The no fault construction is very commonly used. In fact, if you were to not use it you would appear to have done the action on purpose. For example:

  • Rompí la mesa.
    I broke the table.
  • Perdí mi tarea.
    I lost my homework.

Both of these sentences would imply an intentional act on the subject's part. Another possible translation of the first sentence would be, "I broke the table on purpose."

"Se" is undoubtedly the most versatile of the Spanish pronouns. As you learn Spanish, you will come across "se" used in a variety of ways. For the beginner, it isn't necessary to learn all those ways, although it can be helpful to be introduced to its various uses to help avoid confusion when you see it used in a way you haven't studied yet.
Here are the major uses of se, along with examples in sentences:

As a reflexive pronoun:

This is its most common use. As is explained in the lesson on reflexive pronouns, such pronouns indicate that the subject of a verb is also its object. In English, this is usually accomplished by using verbs such as "himself" or "themselves." Se is used as the reflexive pronoun for third-person uses (including when usted or ustedes is the subject). Some verbs (as in the final two examples below) can be used reflexively in Spanish even though they aren't translated that way in English.

Examples:

  • Pablo se ve por el espejo.
    Pablo sees himself using the mirror.
  • Los padres no pueden oírse.
    The parents can't hear themselves.
  • Rebecca se perjudica por fumar.
    Rebecca is hurting herself by smoking.
  • Benjamín Franklin se levantaba temprano.
    Benjamin Franklin got up early.
  • Se comió los tacos.
    He ate up the tacos.

As the equivalent of the English passive voice: By using se, particularly when discussing inanimate objects, it is possible to indicate some sort of action without indicating who performed the action. Grammatically, such sentences are structured in the same way that sentences using reflexive verbs are. Thus in a literal sense, a sentence such as se venden coches means "cars sell themselves." In actuality, however, such as sentence would be the English equivalent of "cars are sold" or, more loosely translated, "cars for sale."

Examples:

  • Se abren las puertas. (The doors are opened.)
  • Se vendió la computadora. (The computer was sold.)
  • Se perdieron los llaves. (The keys were lost.)
  • Se prohibe fumar. (Smoking is prohibited.)

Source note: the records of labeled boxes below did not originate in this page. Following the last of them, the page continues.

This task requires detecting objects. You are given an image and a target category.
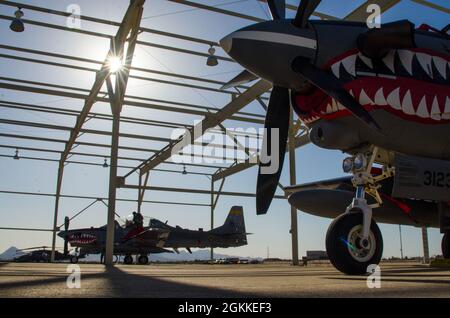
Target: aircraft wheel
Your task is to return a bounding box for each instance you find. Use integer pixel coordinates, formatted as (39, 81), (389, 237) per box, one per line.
(441, 232), (450, 259)
(123, 255), (133, 265)
(138, 255), (148, 265)
(326, 213), (383, 275)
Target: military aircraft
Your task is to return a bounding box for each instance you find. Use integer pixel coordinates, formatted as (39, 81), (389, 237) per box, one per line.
(220, 0), (450, 274)
(58, 206), (247, 265)
(14, 246), (83, 263)
(149, 206), (248, 253)
(58, 220), (172, 265)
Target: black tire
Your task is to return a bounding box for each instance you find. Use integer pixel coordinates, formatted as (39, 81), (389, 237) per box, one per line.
(138, 255), (148, 265)
(326, 213), (383, 275)
(123, 255), (133, 265)
(441, 232), (450, 259)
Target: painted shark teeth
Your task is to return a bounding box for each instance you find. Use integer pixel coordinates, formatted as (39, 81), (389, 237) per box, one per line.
(386, 87), (402, 110)
(383, 50), (395, 74)
(331, 49), (450, 81)
(442, 96), (450, 119)
(416, 96), (430, 118)
(359, 89), (373, 106)
(416, 52), (433, 78)
(397, 50), (414, 75)
(374, 87), (388, 106)
(402, 90), (416, 115)
(433, 56), (447, 78)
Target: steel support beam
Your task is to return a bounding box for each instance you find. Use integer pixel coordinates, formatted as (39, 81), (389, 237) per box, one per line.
(422, 226), (430, 264)
(121, 184), (286, 199)
(105, 0), (144, 266)
(50, 159), (64, 263)
(213, 134), (310, 181)
(288, 108), (298, 266)
(210, 179), (214, 261)
(132, 80), (272, 177)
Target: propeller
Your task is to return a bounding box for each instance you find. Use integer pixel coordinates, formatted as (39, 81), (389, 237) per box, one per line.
(223, 0), (380, 214)
(294, 0), (321, 28)
(256, 0), (320, 215)
(256, 86), (290, 214)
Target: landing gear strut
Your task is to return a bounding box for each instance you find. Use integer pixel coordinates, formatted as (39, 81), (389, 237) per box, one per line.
(441, 231), (450, 259)
(138, 255), (148, 265)
(326, 147), (393, 275)
(123, 255), (133, 265)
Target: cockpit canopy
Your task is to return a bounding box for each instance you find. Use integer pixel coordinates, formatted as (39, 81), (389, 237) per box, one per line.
(148, 218), (170, 229)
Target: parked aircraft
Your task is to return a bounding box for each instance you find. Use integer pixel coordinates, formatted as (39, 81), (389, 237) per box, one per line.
(220, 0), (450, 274)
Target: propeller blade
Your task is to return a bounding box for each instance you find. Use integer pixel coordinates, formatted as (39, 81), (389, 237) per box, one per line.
(292, 58), (381, 131)
(267, 0), (286, 20)
(256, 86), (290, 214)
(292, 0), (321, 28)
(220, 70), (258, 90)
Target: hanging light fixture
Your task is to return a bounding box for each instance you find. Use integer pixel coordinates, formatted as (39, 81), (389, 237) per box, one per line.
(9, 8), (25, 32)
(206, 45), (219, 66)
(103, 157), (108, 168)
(13, 148), (20, 160)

As a substitute for le or les:

When the indirect-object pronoun le or les is immediately followed by another pronoun that begins with an l, the le or les is changed to se, apparently as a way to avoid having two pronouns in a row beginning with the l sound.

Examples:

  • Déselo a ella. (Give it to her.)
  • Se lo dijo a él. (He told it to him.)
  • No se lo voy a dar a ellos. (I'm not going to give it to them.)

The impersonal se:

In some sentences, se is used in an impersonal sense with singular verbs to indicate that people in general, or no person in particular, performs the action. When se is used in this way, the sentence follows the same pattern as those in which the main verb is used reflexively, except that there is no subject to the sentence that is explicitly stated. As the examples below show, there are variety of ways such sentences can be translated to English.

Examples:

  • Se maneja rápidamente en Lima.
    People drive fast in Lima.
  • Se puede encontrar cocos en el mercado.
    You can find coconuts in the market.
  • Muchas veces se tiene que estudiar para aprender.
    Often you have to study to learn.
  • No se debe comer con prisa.
    One ought not to eat quickly.

A final note:

"Se" shouldn't be confused with "sé" (note the accent mark), which is usually the singular first-person present indicative form of saber ("to know"). Thus "sé" usually means "I know." Sé can also be the singular familiar imperative form of ser; in that case it means "you be."